Phase 3 · W21–W22

W21–W22: Classification & Routing

Turn prompt outputs into a real, validated classification and routing feature with deterministic behavior.

Suggested time: 4–6 hours/week

Outcomes

A runnable service endpoint or CLI that classifies tickets.
Strict JSON output validation that blocks broken responses.
Deterministic routing rules mapped to team/owner and next action.
A clear human fallback path for low-confidence or invalid outputs.
Prediction logging and run summaries for audit and improvement.
A small evaluation run on the golden set with real metrics.

Deliverables

Working classifier API/CLI with strict JSON I/O contract.
Routing map file (label → team/action) used by the system.
Fallback behavior for low confidence, invalid output, and missing info.
Prediction log and evaluation report with real numbers.

Prerequisites

W19–W20: Prompting Patterns for Ops (safe prompts, constraints)

W21–W22: Classification & Routing

What you’re doing

You stop having “a prompt”.
You build an actual feature.

This is where the AI Ticket Analyzer becomes a real system:

input comes in
output is structured
routing is deterministic
failures are handled
everything is logged and measurable

Time: 4–6 hours/week
Output: an end-to-end classification + routing pipeline with JSON validation, fallback rules, and a small evaluation report

The promise (what you’ll have by the end)

By the end of W22 you will have:

A runnable service endpoint (or CLI) that classifies tickets
Strict JSON output validation (no broken responses)
Routing rules (team/action mapping)
A human-fallback path that is not embarrassing
Logging + run summaries for predictions
A small eval run on your golden set

The rule: AI is one component, not the whole system

The model can be wrong.
So your system must:

validate
constrain
fallback
and keep moving

Step-by-step checklist

1) Build the classification API contract

Define one endpoint (or CLI command) like:

Input: your ticket schema
Output: your strict JSON classification schema

POST /classify

No free-form text.

2) Implement output validation

After the model responds:

validate against schema
if invalid → mark needs_human=true and log the error
never pass broken output forward

This is the difference between demo and production.

3) Add routing rules (deterministic mapping)

Create a routing map:

label → owner/team → next action

Example:

DEV_REQUIRED → “Dev team” → “create user story”
MDG_MASTERDATA_CHANGE → “MDG ops” → “update in MDG + retrigger”
UI_CLIENT_ACTION → “Support” → “provide GUI steps”
CONFIG_CUSTOMIZING → “Config owner” → “check customizing + transport”

Keep routing rules outside code if possible (JSON/YAML).

4) Add the fallback strategy

If confidence is low OR output invalid OR missing info:

needs_human=true
add “missing_fields” list or “questions_to_ask”
route to “human triage”

This prevents hallucination from becoming action.

5) Log every prediction

Store:

ticket_id
model/prompt version
predicted labels
confidence
needs_human flag
routing output
timestamp

This is your audit trail.

6) Evaluate on your golden set

Run:

primary label accuracy
% needs_human
top confusion pairs (A mistaken as B)

Write a short report. No vibes.

Deliverables (you must ship these)

Deliverable A — Working classifier

API endpoint or CLI exists
It accepts tickets and returns strict JSON

Deliverable B — Routing map

A mapping file exists (label → team/action)
It’s used by the system (not just documented)
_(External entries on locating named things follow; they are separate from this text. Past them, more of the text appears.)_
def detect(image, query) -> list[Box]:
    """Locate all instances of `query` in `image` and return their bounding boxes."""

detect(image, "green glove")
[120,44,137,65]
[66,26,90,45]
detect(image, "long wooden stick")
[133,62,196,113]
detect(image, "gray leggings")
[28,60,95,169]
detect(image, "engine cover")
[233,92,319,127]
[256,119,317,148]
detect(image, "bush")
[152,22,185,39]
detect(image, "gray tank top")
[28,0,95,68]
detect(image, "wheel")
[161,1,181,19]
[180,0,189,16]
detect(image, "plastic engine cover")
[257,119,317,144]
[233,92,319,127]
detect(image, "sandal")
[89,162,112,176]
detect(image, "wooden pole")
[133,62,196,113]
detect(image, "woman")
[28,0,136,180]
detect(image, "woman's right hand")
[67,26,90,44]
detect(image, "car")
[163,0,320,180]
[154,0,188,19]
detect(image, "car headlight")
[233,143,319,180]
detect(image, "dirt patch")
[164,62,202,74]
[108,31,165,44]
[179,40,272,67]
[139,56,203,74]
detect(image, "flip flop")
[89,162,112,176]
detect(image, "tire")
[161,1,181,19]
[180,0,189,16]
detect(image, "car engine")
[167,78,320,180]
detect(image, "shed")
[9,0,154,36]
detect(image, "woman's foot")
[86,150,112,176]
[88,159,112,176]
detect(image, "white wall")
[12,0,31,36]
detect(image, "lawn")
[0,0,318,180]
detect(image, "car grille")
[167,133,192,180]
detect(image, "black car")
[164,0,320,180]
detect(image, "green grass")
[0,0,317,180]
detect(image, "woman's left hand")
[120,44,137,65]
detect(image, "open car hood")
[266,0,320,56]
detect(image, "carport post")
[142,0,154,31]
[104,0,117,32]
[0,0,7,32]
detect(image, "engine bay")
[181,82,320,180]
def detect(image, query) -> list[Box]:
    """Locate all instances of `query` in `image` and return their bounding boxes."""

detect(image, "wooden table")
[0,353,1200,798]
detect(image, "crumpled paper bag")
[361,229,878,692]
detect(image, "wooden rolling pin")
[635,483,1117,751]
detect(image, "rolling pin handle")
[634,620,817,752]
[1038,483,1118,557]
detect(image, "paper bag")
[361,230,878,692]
Deliverable C — Fallback behavior

Low confidence / invalid output triggers needs_human=true
Missing info path is implemented

Deliverable D — Prediction log + eval report

Predictions stored (file or DB)
Eval report exists with real numbers

Common traps (don’t do this)

No. Validate and constrain.

Trap 1: “We’ll just trust the model.”

Put routing rules in data files so you can change without redeploying.

Trap 2: “Routing inside code.”

Without logs you can’t improve or explain failures.

Trap 3: “No audit trail.”

Quick self-check (2 minutes)

Answer yes/no:

Do I have a strict input/output contract?
Is model output validated every time?
Are routing rules deterministic and externalized?
Is there a clear needs_human fallback path?
Did I run evaluation with real numbers?

If any “no” — fix it before moving on.